W tym temacie piszę ostatni post bo nie zamierzam udowadniać, że nie jestem wielbłądem.
humbak ja rozumiem sytuacje kiedy wypada lot bo zwyczajnie awaria samolotu może nastąpić lub cokolwiek innego. Tylko ani Ty ani nikt inny nie przekona mnie do tego, że to ja mam za to dodatkowo ponosić koszty.
Myślę, że czasami Wam koledzy przydałoby się zejść na ziemię. Sory za przytyk ale rzeczywiście chcielibyście mnie wyrzucić z lecącego samolotu za to, że mam uwagi pod adresem Ryanaira. Nie wypowiadam się o innych przewoźnikach bo nie mam doświadczeń.
Życzę nieodwoływanych lotów wszystkim a szczególnie moim oponentom.
humbak: jesli LO albo LH gwałtownie zmieniają rozkład i burzy Ci to plan podróży, możesz skutecznie domagać się takiej zmiany planu podróży, który jest dla Ciebie dogodny, w tym również niekoniecznie z wykorzystaniem ich własnych lotów. Więc nie ma żadnych problemów.
tomicu, zupełnie nie rozumiem Twojego zarzutu. No niby jak jest traktowany klient Ryanair w takiej sytuacji? Że może zmienić rejs na każdy inny w całej siatce przewoźnika pomiędzy tymi dwoma krajami, na które opiewała pierwotna rezerwacja to jest jakiś wielki dyskomfort dla pasażera? Do niedawna w takiej sytuacji pasażer mógł zmienić na KAŻDY DOWOLNY rejs Z CAŁEJ SIATKI przewoźnika. Ani LH, ani LO tak nie zrobią.
tomicu: Każda linia zmienia godziny rejsów, a nawet niektóre kasują. Nawet LH czy LO. I także wcale nie postępują fair z klientami, co kilka tutaj osób może powiedzieć coś na ten temat. Także w tym wątku macie na to przykłady.

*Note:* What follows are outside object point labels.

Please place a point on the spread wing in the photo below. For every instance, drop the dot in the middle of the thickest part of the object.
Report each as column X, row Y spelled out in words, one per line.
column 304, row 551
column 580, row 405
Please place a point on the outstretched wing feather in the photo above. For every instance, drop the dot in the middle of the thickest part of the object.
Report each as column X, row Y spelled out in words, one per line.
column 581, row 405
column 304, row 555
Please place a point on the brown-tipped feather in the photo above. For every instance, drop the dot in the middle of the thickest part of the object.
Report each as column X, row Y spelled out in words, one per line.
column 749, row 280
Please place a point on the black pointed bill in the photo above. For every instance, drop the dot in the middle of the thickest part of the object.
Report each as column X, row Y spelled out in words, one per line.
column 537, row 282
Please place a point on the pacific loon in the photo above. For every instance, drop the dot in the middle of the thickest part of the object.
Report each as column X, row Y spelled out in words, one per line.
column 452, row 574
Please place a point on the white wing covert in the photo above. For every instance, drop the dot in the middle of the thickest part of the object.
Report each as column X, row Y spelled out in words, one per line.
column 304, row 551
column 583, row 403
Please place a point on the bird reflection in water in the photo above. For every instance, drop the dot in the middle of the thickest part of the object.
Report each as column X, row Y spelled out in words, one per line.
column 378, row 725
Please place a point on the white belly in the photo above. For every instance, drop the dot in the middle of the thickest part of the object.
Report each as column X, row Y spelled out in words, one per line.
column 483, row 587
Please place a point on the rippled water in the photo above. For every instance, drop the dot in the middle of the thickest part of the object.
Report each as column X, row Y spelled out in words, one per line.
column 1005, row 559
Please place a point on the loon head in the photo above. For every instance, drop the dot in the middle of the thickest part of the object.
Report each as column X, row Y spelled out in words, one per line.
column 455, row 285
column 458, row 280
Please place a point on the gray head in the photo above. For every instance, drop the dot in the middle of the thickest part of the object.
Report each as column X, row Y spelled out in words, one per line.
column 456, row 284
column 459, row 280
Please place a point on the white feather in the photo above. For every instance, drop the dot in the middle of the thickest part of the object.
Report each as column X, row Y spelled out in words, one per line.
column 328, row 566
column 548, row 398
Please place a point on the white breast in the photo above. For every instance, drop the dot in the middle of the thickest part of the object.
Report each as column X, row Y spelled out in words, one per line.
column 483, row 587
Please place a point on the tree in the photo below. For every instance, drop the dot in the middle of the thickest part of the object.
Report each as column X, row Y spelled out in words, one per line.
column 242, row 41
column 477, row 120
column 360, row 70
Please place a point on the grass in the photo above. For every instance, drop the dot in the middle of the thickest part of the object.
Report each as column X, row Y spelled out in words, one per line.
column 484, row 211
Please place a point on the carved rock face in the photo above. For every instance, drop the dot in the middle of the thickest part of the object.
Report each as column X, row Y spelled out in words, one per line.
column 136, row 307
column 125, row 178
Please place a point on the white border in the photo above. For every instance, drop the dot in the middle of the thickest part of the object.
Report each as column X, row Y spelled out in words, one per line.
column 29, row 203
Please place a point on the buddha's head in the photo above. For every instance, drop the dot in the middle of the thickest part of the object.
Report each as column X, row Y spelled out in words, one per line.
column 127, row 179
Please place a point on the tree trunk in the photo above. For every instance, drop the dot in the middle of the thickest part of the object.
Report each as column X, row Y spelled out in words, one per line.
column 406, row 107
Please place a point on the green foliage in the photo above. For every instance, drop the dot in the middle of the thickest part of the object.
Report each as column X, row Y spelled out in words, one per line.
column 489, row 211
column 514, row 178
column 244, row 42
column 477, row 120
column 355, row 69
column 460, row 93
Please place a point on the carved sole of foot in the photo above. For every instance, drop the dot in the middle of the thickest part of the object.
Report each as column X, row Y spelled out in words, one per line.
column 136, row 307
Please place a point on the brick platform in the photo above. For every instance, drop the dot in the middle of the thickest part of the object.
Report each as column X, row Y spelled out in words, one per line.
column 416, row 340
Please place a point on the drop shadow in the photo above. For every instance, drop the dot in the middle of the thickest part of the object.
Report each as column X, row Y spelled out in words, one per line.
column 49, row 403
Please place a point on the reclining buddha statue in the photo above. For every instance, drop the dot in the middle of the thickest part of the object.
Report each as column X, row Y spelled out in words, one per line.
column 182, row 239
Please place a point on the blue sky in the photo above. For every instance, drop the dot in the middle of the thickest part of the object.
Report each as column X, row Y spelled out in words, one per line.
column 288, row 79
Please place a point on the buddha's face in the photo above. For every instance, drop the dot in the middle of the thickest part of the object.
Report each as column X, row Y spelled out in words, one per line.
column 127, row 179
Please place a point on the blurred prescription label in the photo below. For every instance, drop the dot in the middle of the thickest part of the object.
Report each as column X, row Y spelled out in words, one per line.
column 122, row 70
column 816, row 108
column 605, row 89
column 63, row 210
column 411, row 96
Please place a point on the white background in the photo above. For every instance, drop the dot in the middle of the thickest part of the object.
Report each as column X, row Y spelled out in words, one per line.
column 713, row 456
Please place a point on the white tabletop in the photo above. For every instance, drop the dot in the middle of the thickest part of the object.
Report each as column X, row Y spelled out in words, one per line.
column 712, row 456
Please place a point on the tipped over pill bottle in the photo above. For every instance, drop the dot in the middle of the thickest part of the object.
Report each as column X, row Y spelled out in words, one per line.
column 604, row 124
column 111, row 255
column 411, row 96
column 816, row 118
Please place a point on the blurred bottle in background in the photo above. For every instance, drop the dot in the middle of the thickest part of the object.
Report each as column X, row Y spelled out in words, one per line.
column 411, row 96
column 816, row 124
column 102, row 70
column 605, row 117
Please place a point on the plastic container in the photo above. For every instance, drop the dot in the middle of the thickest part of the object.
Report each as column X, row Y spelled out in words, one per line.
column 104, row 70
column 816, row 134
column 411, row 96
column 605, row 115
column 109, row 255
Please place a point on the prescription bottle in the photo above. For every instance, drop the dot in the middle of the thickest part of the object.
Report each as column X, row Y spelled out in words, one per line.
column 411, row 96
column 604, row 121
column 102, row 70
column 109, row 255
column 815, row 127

nie wiem czemu się czepiacie kero, toż jest on tylko niezadowolony z faktu, że FR z sobie tylko znanego kaprysu zmienił godziny rejsu. Może nie nazwałbym tego postępku FR nieuczciwym, bo mieści się w ramach prawa i warunków przewozu bla bla bla, ale każdego z nas szlag by trafił. Takie drobne postępki, a w szczególności sposób, w jaki traktowany jest w takiej sytuacji klient, wpływają na reputację linii. I nie ma co się dziwić, że FR ma bardzo niską.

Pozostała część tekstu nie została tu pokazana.